I have been collecting Hammat Originals for several years, beginning with a piece that belonged to my mother for 50 years. It was indeed made in Oklahoma by Flora Eckert Hammat, who studied the art in California with a famous potter whose name eludes me, but it is in the Frankoma book mentioned in one of the replies. The pottery is characterized as bio-morphic, taking its shapes from nature. I do not have any pieces that are glazed on the outside; they are all left the natural tan shades; however, the insides are beautifully glazed in 4 different shades (at least, that is all that I have) - a beautiful blue-green, pale pinkish lavender, off-white, and mocha. I have seen a piece on ebay that was glazed on the exterior with clear varnish, but I have a feeling that was added. I don't know for sure.

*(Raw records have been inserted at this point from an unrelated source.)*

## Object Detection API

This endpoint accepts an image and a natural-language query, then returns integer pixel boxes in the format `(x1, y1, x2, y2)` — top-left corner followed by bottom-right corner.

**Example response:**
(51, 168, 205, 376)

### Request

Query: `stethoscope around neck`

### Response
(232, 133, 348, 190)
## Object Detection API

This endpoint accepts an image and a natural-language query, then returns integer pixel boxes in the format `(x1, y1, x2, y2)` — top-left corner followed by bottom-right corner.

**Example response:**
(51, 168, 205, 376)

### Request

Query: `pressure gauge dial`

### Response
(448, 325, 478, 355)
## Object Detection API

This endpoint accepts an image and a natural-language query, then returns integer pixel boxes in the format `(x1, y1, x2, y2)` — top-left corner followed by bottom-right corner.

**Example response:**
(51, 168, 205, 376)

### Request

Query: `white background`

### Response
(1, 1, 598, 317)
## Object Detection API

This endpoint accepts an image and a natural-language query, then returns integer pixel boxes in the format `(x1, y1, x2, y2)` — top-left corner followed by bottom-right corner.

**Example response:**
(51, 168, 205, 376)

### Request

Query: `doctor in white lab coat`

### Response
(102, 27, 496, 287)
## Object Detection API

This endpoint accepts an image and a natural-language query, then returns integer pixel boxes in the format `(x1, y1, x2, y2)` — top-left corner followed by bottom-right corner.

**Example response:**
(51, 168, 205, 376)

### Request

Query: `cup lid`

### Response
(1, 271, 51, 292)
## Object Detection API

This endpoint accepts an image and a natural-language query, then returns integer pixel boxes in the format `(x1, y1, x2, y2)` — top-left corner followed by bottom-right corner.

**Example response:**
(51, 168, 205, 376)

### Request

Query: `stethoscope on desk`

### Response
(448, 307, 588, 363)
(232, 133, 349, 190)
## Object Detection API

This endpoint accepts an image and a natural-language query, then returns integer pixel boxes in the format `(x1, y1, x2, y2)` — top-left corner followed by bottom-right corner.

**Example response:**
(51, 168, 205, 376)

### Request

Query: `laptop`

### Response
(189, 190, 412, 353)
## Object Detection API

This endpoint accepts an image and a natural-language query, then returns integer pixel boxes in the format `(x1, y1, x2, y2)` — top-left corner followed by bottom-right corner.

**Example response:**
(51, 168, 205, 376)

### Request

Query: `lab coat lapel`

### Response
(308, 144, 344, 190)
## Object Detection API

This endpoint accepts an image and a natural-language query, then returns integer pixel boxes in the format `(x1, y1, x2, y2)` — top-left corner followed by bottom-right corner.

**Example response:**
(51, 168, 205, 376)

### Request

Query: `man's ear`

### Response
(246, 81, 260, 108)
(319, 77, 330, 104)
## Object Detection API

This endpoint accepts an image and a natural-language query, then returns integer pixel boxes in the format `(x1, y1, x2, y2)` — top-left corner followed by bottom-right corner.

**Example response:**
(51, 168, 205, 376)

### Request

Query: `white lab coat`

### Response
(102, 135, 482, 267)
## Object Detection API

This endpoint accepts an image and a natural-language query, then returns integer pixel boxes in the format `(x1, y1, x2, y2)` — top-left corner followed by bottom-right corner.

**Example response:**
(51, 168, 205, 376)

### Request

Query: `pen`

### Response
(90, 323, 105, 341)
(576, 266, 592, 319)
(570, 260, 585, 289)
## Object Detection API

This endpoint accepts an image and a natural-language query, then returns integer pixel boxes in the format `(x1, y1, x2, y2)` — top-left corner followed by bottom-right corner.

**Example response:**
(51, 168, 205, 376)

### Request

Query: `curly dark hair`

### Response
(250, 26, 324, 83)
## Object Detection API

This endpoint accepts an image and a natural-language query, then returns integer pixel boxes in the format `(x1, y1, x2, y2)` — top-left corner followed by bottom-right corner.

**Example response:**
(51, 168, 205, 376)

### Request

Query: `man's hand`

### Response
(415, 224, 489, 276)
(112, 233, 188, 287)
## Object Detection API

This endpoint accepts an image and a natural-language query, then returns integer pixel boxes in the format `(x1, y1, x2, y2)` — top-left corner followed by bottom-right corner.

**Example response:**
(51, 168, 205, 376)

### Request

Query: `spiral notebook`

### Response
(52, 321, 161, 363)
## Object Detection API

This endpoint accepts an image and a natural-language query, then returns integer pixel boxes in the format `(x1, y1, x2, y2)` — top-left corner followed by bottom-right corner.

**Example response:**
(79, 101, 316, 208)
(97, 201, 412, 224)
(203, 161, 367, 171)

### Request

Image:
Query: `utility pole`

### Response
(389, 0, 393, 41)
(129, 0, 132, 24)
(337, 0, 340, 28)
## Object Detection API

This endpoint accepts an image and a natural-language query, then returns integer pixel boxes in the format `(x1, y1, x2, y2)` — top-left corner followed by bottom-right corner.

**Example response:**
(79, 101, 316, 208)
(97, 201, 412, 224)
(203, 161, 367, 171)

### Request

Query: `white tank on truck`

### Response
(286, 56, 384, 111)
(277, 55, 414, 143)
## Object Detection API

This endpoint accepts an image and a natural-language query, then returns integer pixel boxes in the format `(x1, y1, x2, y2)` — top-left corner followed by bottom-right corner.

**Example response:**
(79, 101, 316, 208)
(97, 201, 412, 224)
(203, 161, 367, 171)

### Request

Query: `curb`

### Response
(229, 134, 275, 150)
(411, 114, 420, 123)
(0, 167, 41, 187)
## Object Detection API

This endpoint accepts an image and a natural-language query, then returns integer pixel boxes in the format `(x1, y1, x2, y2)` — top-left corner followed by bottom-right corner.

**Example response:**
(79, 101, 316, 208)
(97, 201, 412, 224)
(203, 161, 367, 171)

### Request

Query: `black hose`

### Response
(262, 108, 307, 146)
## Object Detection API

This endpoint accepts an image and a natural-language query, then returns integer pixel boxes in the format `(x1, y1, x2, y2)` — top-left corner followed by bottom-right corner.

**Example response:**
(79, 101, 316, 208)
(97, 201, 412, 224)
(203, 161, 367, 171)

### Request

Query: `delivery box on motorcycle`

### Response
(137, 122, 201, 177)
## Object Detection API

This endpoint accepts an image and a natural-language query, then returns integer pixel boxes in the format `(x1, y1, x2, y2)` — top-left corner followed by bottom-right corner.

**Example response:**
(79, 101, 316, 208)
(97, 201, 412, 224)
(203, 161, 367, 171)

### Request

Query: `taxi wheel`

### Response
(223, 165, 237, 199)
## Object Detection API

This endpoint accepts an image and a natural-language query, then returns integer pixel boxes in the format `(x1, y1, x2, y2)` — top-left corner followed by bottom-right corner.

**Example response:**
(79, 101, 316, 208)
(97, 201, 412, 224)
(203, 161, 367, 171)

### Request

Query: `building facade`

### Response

My mother's piece was a leaf dish, which my brothers and I always desired to use as an ash-tray, but she flatly refused forever! I believe it was given to her with a floral arrangement, and, indeed, this pottery was a favorite of florists for many years because of the impermeableness (?) of the glaze...it didn't leak! The pottery was sold at Neiman-Marcus and other fine department stores. There were also special issues for groups like Shriners. However, Flora and her daughters could not compete with the price of pottery coming in from Japan after the war, and they finally closed down the shop. At the writing of the last Frankoma book, she was still alive living with one of her daughters.

The pottery is becoming increasingly more difficult to find online. Do a google search and see if you can find any.

I hope this has helped. It is too beautiful not to be known about.